There are two distinct aspects of it. The first is the transformation of the raw data into a database and the second the online system that users interact with.
Essentially all the code that gets the data ready to be indexed is written in Python. Other than the standard Python (2.7) it is all our own code, no added libraries. Most of the processing is done using map-reduce using a system written by Jenny Toves (in Python of course), who also wrote much of the matching code for VIAF. We started using map-reduce shortly after Google wrote about the technique, gradually improving and extending our system as VIAF and WorldCat processing got larger and larger.

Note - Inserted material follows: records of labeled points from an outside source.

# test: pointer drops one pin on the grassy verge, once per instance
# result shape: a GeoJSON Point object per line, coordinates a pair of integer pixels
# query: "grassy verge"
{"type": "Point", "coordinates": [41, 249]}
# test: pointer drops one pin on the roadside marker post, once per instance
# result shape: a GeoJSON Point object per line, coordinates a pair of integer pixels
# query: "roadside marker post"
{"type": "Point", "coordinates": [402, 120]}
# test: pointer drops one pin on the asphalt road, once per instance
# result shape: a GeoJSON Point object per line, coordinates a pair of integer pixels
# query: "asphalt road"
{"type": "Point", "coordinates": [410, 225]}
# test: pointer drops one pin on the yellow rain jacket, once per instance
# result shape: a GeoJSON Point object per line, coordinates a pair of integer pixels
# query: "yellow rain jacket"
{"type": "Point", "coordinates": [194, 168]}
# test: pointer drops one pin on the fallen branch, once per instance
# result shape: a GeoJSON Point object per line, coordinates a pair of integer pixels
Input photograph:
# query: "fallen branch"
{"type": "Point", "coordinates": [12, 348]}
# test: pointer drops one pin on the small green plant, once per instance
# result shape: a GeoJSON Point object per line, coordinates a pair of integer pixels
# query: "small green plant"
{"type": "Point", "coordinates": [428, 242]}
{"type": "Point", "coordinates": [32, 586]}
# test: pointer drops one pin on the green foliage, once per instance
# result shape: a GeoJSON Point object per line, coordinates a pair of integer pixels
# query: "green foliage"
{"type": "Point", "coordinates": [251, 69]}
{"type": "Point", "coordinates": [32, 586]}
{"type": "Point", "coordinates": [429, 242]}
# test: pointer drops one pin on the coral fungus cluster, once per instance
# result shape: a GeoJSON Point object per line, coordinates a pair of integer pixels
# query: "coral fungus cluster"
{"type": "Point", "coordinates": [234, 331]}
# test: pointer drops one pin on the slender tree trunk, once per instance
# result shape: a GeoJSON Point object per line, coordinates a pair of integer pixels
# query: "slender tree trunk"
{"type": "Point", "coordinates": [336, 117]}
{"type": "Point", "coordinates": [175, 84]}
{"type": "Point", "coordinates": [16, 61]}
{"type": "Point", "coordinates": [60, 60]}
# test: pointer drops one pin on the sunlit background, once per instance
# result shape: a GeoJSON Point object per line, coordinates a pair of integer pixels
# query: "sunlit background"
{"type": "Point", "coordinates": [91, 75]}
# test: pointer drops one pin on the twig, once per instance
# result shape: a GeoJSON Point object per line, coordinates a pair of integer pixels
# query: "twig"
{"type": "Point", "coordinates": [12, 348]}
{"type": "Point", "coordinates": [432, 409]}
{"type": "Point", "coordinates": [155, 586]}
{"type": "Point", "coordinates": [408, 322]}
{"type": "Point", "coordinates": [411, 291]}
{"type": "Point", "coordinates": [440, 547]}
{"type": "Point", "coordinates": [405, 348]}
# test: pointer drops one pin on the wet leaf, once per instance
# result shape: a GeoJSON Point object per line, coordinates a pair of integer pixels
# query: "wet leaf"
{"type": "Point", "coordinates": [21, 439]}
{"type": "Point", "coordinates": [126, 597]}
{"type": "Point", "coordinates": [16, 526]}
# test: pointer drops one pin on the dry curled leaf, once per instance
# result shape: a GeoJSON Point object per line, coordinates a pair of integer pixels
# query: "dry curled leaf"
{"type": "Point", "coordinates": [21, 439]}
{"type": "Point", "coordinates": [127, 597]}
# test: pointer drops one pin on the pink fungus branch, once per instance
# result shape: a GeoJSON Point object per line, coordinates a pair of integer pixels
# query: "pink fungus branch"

However Hadoop has overtaken us! We are in the midst of moving to a new machine set up for running Hadoop, porting the VIAF build software to it along with some FRBR processing. Most of the code will remain in Python, but will be using streaming map-reduce support of Hadoop, which is really quite nice. In addition to becoming a standard part of OCLC's production software, Hadoop has a lot of nice job control and monitoring features that are more comprehensive than we were ever able to add to our home-built framework, and it gives us access to HBase.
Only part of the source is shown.